Todd Freed Todd Freed - 10 months ago 59
C Question

C overcoming aliasing restrictions (unions?)

Assume I have a sample source file, test.c, which I am compiling like so:

$ gcc -03 -Wall

test.c looks something like this ..

/// CMP128(x, y)
// arguments
// x - any pointer to an 128-bit int
// y - any pointer to an 128-bit int
// returns -1, 0, or 1 if x is less than, equal to, or greater than y
#define CMP128(x, y) // magic goes here

// example usages

uint8_t A[16];
uint16_t B[8];
uint32_t C[4];
uint64_t D[2];
struct in6_addr E;
uint8_t* F;

// use CMP128 on any combination of pointers to 128-bit ints, i.e.

CMP128(A, B);
CMP128(&C[0], &D[0]);
CMP128(&E, F);

// and so on

let's also say I accept the restriction that if you pass in two overlapping pointers, you get undefined results.

I've tried something like this (imagine these macros are properly formatted with backslash-escaped newlines at the end of each line)

#define CMP128(x, y) ({
uint64_t* a = (void*)x;
uint64_t* b = (void*)y;

// compare a[0] with b[0], a[1] with b[1]

but when I dereference a in the macro (a[0] < b[0]) I get "dereferencing breaks strict-aliasing rules" errors from gcc

I had thought that you were supposed to use unions to properly refer to a single place in memory in two different ways, so next I tried something like

#define CMP128(x, y) ({
union {
typeof(x) a;
typeof(y) b;
uint64_t* c;
} d = { .a = (x) }
, e = { .b = (y) };

// compare d.c[0] with e.c[0], etc

Except that I get the exact same errors from the compiler about strict-aliasing rules.
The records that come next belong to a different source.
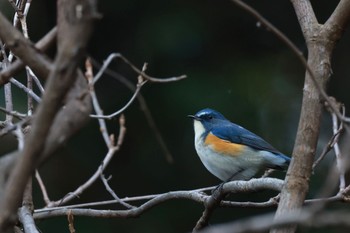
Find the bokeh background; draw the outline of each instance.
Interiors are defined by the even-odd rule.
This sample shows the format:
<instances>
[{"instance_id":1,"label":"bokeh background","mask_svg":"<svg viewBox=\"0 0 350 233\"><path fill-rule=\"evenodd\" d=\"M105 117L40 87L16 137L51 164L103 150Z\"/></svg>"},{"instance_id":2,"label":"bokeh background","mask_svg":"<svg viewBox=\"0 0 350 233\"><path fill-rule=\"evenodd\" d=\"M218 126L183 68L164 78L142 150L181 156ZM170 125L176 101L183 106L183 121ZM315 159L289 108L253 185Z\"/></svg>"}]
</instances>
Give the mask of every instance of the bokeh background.
<instances>
[{"instance_id":1,"label":"bokeh background","mask_svg":"<svg viewBox=\"0 0 350 233\"><path fill-rule=\"evenodd\" d=\"M296 15L289 1L247 1L281 29L306 54ZM312 1L320 23L338 1ZM7 1L1 11L12 17ZM55 1L35 0L28 15L30 37L36 41L55 25ZM141 91L166 142L169 163L151 130L140 104L126 111L127 134L121 151L105 174L120 197L164 193L216 185L219 181L202 166L193 146L192 122L186 116L210 107L257 133L287 155L292 153L298 125L305 69L296 56L272 33L230 0L103 0L103 18L96 25L89 55L101 64L111 53L122 53L139 68L156 77L186 74L175 83L147 83ZM346 31L332 60L329 93L347 106L349 99L350 35ZM110 69L136 83L137 74L120 60ZM19 77L21 79L21 77ZM2 90L1 90L2 91ZM105 113L122 107L132 96L117 79L105 75L96 87ZM25 94L14 89L16 108L25 109ZM3 94L0 96L4 106ZM1 116L2 117L2 116ZM118 133L118 121L109 122ZM330 117L324 114L319 147L331 135ZM5 138L2 153L15 148ZM5 142L5 143L4 143ZM50 198L57 200L87 180L107 149L96 121L83 129L59 155L40 169ZM333 158L321 163L311 180L309 196L320 189ZM274 176L283 177L284 173ZM43 206L35 184L36 208ZM233 200L262 201L273 192L232 195ZM97 182L72 203L112 199ZM114 208L109 206L108 208ZM75 218L77 232L188 232L203 206L188 200L161 204L136 219ZM233 221L273 209L218 209L211 224ZM42 232L68 232L66 218L45 220ZM301 228L300 232L321 232ZM329 229L325 232L330 232ZM333 232L338 232L334 230ZM341 230L339 230L341 232Z\"/></svg>"}]
</instances>

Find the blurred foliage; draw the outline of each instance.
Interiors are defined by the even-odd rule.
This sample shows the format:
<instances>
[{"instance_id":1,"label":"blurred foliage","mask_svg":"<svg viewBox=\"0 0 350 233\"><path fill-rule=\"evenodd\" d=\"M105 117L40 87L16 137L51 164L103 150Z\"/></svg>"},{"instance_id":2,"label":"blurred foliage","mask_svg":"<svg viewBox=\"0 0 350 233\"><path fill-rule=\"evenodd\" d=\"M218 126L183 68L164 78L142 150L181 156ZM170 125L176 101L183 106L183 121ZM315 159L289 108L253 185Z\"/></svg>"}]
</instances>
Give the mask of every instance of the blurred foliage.
<instances>
[{"instance_id":1,"label":"blurred foliage","mask_svg":"<svg viewBox=\"0 0 350 233\"><path fill-rule=\"evenodd\" d=\"M321 22L336 5L334 1L313 2ZM290 2L270 0L266 4L266 1L250 0L248 3L306 52ZM186 118L204 107L219 110L279 150L291 154L305 71L296 56L269 31L258 27L250 15L229 0L103 0L99 4L103 18L97 23L90 42L88 52L91 57L102 63L110 53L120 52L138 67L148 62L147 73L150 75L188 75L187 79L176 83L147 83L141 91L174 156L173 164L166 162L139 103L135 101L125 112L125 142L106 170L107 175L113 175L110 184L120 197L219 183L198 159L193 146L192 123ZM4 5L2 3L1 7ZM33 1L28 17L29 33L36 41L55 24L55 1ZM334 53L334 75L329 84L329 93L347 106L350 104L347 90L350 82L350 66L347 65L349 36L349 32L345 32ZM136 83L137 74L120 60L113 62L110 69ZM117 110L132 95L108 75L98 83L96 90L105 113ZM14 93L16 108L25 109L25 95L15 88ZM321 148L331 133L327 114L324 119ZM110 121L109 127L111 133L117 134L117 119ZM14 139L12 141L14 146ZM2 144L0 149L9 150L6 145ZM99 126L91 121L89 127L69 142L59 156L40 169L50 197L60 198L88 179L105 153ZM324 161L316 170L310 194L317 193L326 174L320 170L326 169L331 160ZM267 200L272 195L274 193L266 191L231 198L258 201ZM42 206L39 191L35 197L36 207ZM111 197L97 182L76 202L105 199ZM75 227L78 232L86 233L186 232L195 225L202 210L197 203L177 200L157 206L137 219L76 217ZM266 211L271 209L219 209L211 224ZM42 232L68 231L65 218L42 221L39 227ZM301 229L301 232L312 230Z\"/></svg>"}]
</instances>

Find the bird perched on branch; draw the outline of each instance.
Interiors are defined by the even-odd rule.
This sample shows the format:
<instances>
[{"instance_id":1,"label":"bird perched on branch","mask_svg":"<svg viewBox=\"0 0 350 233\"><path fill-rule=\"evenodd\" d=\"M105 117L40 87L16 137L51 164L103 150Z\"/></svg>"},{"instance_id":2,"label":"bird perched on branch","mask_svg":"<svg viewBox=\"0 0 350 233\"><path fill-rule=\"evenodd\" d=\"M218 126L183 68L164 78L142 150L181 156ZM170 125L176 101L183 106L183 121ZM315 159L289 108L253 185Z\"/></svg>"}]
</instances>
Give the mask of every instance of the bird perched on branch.
<instances>
[{"instance_id":1,"label":"bird perched on branch","mask_svg":"<svg viewBox=\"0 0 350 233\"><path fill-rule=\"evenodd\" d=\"M249 180L267 168L285 170L290 158L264 139L206 108L194 120L195 147L204 166L222 181Z\"/></svg>"}]
</instances>

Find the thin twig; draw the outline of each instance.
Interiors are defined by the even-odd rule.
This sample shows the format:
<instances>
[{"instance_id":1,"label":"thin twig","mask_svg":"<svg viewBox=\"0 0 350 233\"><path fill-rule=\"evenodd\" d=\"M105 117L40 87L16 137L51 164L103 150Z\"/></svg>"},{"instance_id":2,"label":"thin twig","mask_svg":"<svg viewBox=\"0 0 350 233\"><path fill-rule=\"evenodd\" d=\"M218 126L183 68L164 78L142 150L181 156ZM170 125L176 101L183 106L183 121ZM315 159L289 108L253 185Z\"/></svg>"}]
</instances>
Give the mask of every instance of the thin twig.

So: is there some way to do this without breaking strict-aliasing, short of actually COPYING the memory?

(may_alias doesnt count, it just allows you to bypass the strict-aliasing rules)

EDIT: use memcmp to do this. I got caught up on the aliasing rules and didn't think of it.

Answer Source

The compiler is correct as the aliasing rules are determined by the so-called 'effective type' of the object (ie memory location) you're accessing, regardless of any pointer magic. In this case, type-punning the pointers with a union is no different than an explicit cast - using the cast is actually preferable as the standard does not guarantee that arbitary pointer types have compatible representations, ie you're unnecessarily depending on implementation-defined behaviour.

If you want to conform to the standard, you need to copy the data to new variables or use a union during the declaration of the original variables.

If your 128-bit integers are either big-endian or little-endian (ie not mixed-endian), you could also use memcmp() (either directly or after negating the return value) or do a byte-wise comparison yourself: access through pointers of character type is an exception to the aliasing rule.